About UTF-8 conversions in Mono

Andrey Akinshin · 2014-11-10

This post is a logical continuation of the Jon Skeet’s blog post “When is a string not a string?”. Jon showed very interesting things about behavior of ill-formed Unicode strings in .NET. I wondered about how similar examples will work on Mono. And I have got very interesting results.

Experiment 1: Compilation

Let’s take the Jon’s code with a small modification. We will just add text null check in DumpString:

using System;
using System.ComponentModel;
using System.Text;
using System.Linq;
[Description(Value)]
class Test
{
    const string Value = "X\ud800Y";
    static void Main()
    {
        var description = (DescriptionAttribute)typeof(Test).
            GetCustomAttributes(typeof(DescriptionAttribute), true)[0];
        DumpString("Attribute", description.Description);
        DumpString("Constant", Value);
    }
    static void DumpString(string name, string text)
    {
        Console.Write("{0}: ", name);
        if (text != null)
        {
            var utf16 = text.Select(c => ((uint) c).ToString("x4"));
            Console.WriteLine(string.Join(" ", utf16));
        }
        else
            Console.WriteLine("null");
    }
}

Let’s compile the code with MS.NET (csc) and Mono (mcs). The resulting IL files will have one important distinction:

// MS.NET compiler
.custom instance void class
[System]System.ComponentModel.DescriptionAttribute::'.ctor'(string) =
(01 00 05 58 ED A0 80 59 00 00 ) // ...X...Y..
// Mono compiler
.custom instance void class
[System]System.ComponentModel.DescriptionAttribute::'.ctor'(string) =
(01 00 05 58 59 BF BD 00 00 00 ) // ...XY.....

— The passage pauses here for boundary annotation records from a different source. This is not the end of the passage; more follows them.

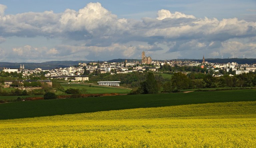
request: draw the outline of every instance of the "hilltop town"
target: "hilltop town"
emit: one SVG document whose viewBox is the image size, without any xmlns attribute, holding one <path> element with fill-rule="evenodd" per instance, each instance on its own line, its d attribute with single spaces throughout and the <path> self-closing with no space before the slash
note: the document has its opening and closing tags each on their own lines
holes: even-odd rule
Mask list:
<svg viewBox="0 0 256 148">
<path fill-rule="evenodd" d="M 48 78 L 57 78 L 65 76 L 83 76 L 89 74 L 110 73 L 111 75 L 119 73 L 126 73 L 134 71 L 143 72 L 145 71 L 152 72 L 163 71 L 161 69 L 165 65 L 172 67 L 183 66 L 197 66 L 206 69 L 211 71 L 214 77 L 223 75 L 222 72 L 235 71 L 233 73 L 236 75 L 243 73 L 254 72 L 256 70 L 256 64 L 239 64 L 236 62 L 227 63 L 212 63 L 205 61 L 204 55 L 201 62 L 180 60 L 152 60 L 150 56 L 146 57 L 143 51 L 142 53 L 141 61 L 129 61 L 126 60 L 123 62 L 92 62 L 89 63 L 77 63 L 77 65 L 69 67 L 60 67 L 53 69 L 42 69 L 40 68 L 34 70 L 25 68 L 24 64 L 20 65 L 19 68 L 5 68 L 5 72 L 15 72 L 20 73 L 23 78 L 28 77 L 31 74 L 43 72 L 44 76 Z M 79 79 L 75 78 L 74 80 Z"/>
</svg>

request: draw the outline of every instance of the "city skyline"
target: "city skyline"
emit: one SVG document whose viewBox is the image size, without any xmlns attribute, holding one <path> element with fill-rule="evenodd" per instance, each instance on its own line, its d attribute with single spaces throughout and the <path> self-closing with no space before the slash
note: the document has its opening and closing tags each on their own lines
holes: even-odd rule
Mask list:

The interesting fact 1: MS.NET and Mono transform original C# strings to UTF-8 IL strings in different ways. But both ways give non-valid UTF-8 strings (58 ED A0 80 59 and 58 59 BF BD 00).

Experiment 2: Run

Ok, let’s run it:

// MS.NET compiler / MS.NET runtime
Attribute: 0058 fffd fffd 0059
Constant: 0058 d800 0059
// MS.NET compiler / Mono runtime
Attribute: null
Constant: 0058 d800 0059
// Mono compiler / MS.NET runtime
Attribute: 0058 0059 fffd fffd 0000
Constant: 0058 d800 0059
// Mono compiler / Mono runtime
Attribute: null
Constant: 0058 d800 0059

The interesting fact 2: Mono runtime can’t use our non-valid UTF-8 IL strings. Instead, Mono use null.

Experiment 3: Manual UTF-8 to String conversion

Ok, but what if we create non-valid UTF-8 string in runtime? Let’s check it! The code:

using System;
using System.Text;
using System.Linq;

class Test
{
    static void Main()
    {
        DumpString("(1)", Encoding.UTF8.GetString(
            new byte[] { 0x58, 0xED, 0xA0, 0x80, 0x59 }));
        DumpString("(2)", Encoding.UTF8.GetString(
            new byte[] { 0x58, 0x59, 0xBF, 0xBD, 0x00 }));
    }

    static void DumpString(string name, string text)
    {
        Console.Write("{0}: ", name);
        if (text != null)
        {
            var utf16 = text.Select(c => ((uint)c).ToString("x4"));
            Console.WriteLine(string.Join(" ", utf16));
        }
        else
            Console.WriteLine("null");
    }
}

And the result:

// MS.NET runtime
(1): 0058 fffd fffd 0059
(2): 0058 0059 fffd fffd 0000
// Mono runtime
(1): 0058 fffd fffd fffd 0059
(2): 0058 0059 fffd fffd 0000

The interesting fact 3:

MS.NET and Mono implement UTF-8 to String conversion in different ways. The ED A0 80 sequence transforms to FFDD FFDD on MS.NET and to FFDD FFDD FFDD on Mono.

Experiment 4: Manual String to UTF-8 conversion

Let’s look to the reverse conversion (from String to UTF-8). The code:

var bytes = Encoding.UTF8.GetBytes("X\ud800Y");
Console.WriteLine(string.Join(" ", bytes.Select(b => b.ToString("x2"))));

And the result:

// MS.NET runtime
58 ef bf bd 59
// Mono runtime
58 59 bf bd 00

The interesting fact 4: MS.NET and Mono implement String to UTF-8 conversion in different ways too.

Experiment 5: Prohibition of ill-formed string

Also, Jon’s has written about prohibition of ill-formed strings in some attributes. For example, the code

[DllImport(Value)]
static extern void Foo();

will not compile on csc or Roslyn. But it will be successfully compile on Mono!

Another example: the code

[Conditional(Value)]
void Bar() {}

will not compile on csc and Mono:

// MS.NET compiler
error CS0647:
Error emitting ‘DllImportAttribute’ attribute
// Mono compiler
error CS0633:
The argument to the ‘ConditionalAttribute’ attribute must be a valid identifier

Conclusion

Encodings are hard.